Doch schauen wir ohne Ironie darauf, was sich seit Anfang der achtziger Jahre im Bezug auf Beschäftigung verändert hat. Im Verhältnis ist es offensichtlich nicht die Anzahl der Menschen, die von den Erwerbstätigen mit durchgefüttert werden. Stattdessen ist es wohl der Anspruch an die Erwerbstätigkeit selbst, der sich verändert hat. Eine These: Den Erwerbstätigen geht es gegen den Strich, dass sie die Maloche machen müssen, während eine beträchtliche Anzahl von Menschen Sinnvolleres mit ihrer Zeit anfängt. Augenscheinlich zu Lasten der überarbeiteten Erwerbstätigen. Oder anders gesagt: Papa hat die Schnauze voll davon, dass die Halbstarken und frühreifen Gören das schwer verdiente Geld in Konsum-Schnickschnack wie immer neuen Handymodellen, SMS-Orgien, Computerspielen oder mp3-Playern zum Fenster raus werfen.
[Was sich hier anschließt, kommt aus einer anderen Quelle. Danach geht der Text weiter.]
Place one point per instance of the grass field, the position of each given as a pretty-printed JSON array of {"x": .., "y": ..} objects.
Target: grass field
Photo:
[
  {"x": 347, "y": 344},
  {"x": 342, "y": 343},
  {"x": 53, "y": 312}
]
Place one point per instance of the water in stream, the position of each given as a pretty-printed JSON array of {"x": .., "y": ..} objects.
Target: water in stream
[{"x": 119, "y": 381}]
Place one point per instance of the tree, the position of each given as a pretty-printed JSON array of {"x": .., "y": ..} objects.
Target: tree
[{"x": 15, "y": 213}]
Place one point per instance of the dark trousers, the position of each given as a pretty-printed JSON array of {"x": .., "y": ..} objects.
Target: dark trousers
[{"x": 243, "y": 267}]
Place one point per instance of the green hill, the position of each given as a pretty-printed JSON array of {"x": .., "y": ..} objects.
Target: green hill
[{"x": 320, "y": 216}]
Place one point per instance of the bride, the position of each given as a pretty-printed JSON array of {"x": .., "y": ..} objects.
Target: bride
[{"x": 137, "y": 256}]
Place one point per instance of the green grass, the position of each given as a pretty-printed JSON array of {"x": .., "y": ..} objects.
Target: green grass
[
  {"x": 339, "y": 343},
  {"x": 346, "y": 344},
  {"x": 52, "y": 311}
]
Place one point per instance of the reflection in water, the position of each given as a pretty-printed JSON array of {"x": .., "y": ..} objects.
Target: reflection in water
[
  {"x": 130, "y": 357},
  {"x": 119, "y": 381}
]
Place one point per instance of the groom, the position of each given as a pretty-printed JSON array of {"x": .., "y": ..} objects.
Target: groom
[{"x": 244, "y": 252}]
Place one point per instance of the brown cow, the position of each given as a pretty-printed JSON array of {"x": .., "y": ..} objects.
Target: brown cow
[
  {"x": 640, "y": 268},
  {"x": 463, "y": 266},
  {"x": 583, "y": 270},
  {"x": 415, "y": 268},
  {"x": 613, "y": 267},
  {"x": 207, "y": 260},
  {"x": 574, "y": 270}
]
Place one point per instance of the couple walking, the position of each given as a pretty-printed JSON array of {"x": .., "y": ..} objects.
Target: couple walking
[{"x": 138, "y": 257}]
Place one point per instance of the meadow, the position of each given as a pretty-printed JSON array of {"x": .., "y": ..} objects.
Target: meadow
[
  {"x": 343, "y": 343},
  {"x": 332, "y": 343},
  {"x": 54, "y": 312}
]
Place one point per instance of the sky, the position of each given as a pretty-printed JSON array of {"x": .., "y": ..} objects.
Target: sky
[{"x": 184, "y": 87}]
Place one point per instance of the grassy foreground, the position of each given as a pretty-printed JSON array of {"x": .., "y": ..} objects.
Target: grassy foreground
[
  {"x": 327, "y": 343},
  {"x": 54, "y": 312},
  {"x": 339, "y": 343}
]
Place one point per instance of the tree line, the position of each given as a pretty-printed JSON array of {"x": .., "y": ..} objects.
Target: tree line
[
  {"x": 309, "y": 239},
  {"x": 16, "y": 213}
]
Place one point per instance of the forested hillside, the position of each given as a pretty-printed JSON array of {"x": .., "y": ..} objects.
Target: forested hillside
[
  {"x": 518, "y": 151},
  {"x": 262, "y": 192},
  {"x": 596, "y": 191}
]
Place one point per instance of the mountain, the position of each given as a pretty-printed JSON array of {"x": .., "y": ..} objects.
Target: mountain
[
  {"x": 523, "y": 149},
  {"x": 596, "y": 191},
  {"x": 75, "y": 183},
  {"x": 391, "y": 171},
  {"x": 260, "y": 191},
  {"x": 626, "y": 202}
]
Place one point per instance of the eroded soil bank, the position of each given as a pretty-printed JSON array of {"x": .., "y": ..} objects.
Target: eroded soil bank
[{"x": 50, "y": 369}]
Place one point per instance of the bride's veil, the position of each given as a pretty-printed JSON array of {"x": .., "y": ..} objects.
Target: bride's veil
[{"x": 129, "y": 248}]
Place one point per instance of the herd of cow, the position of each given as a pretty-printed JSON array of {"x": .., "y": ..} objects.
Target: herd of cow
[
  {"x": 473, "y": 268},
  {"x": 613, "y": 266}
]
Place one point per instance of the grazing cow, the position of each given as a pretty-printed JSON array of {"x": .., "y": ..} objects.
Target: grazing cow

Die Studie von Dr. Andreas Knabe aus dem Jahr 2009 „Dissatisfied with life, but having a good day“  zeigt Indizien für die Richtigkeit meiner These. Sie kommt zum Ergebnis: Angestellte sind zwar mit ihrem Leben als Ganzes zufriedner als Arbeitslose, unterteilt man allerdings den Arbeitstag in Arbeits- und Freizeitblöcke, zeigt sich: Die Angestellten sind während der Arbeit am unzufriedensten. Diese Unzufriedenheit gleichen sie dann durch eine höhere Zufriedenheit in der Freizeit wieder aus. Sprich, die Zeit des Arbeitens ist nicht zufriedenstellend und so wird es sicherlich die eine oder den anderen aufregen, wenn Menschen das Geld ausgeben, beziehungsweise von dem Geld leben, das man in dieser Unzufriedenheit verdient, während man selbst keiner befriedigenden Erwerbsarbeit nachgeht. Bitte beachten: In meiner These spreche ich nicht vom Verhältnis zwischen Arbeitnehmern und Arbeitslosen, wie Herr Knabe, ich spreche vom Verhältnis zwischen Erwerbspersonen und Nichterwerbspersonen.

Nehmen wir also an, die These stimmt, dann kann der Ruf nach Vollbeschäftigung doch nur ein geschmackloser Gag in einer Late-Night-Show sein und kein ernsthaftes Ansinnen seriöser intelligenter Menschen wie Politiker, Unternehmer- oder auch Gewerkschafts- und Verbandsvertreter und was es noch so alles gibt. Es kann doch nicht darum gehen, noch einmal drei Millionen Menschen in unglücklich machende Erwerbsverhältnisse zu bringen, die dann nur noch zweiundfünfzig Prozent Mitmenschen durchfüttern. Wenn es um etwas geht, dann darum, die inhaltliche Qualität der Beschäftigung zu verbessern oder wie ich es ausdrücke, statt Beschäftigung, statt Maloche erfüllte sinnvolle Arbeit anzubieten und zu ermöglichen. Menschen, die sich mit ihrer Arbeit erfüllen, die in ihrem Tun einen Sinn finden, diese Menschen kümmern sich nicht darum, wie viele sie mit durchfüttern. Sie beschweren sich nicht immerwährend über die Höhe ihres Salärs und sie hacken nicht auf irgendwelchen gebrochenen Existenzen herum, weil diese keinen Weg mehr zurück in die Gesellschaft finden. Stattdessen sind sinngekoppelte Menschen zufrieden, häufig mit einer positiven Grundeinstellung zum Leben ausgestattet und freuen sich auf den nächsten Tag, genau so wie sie den aktuellen gerne erleben.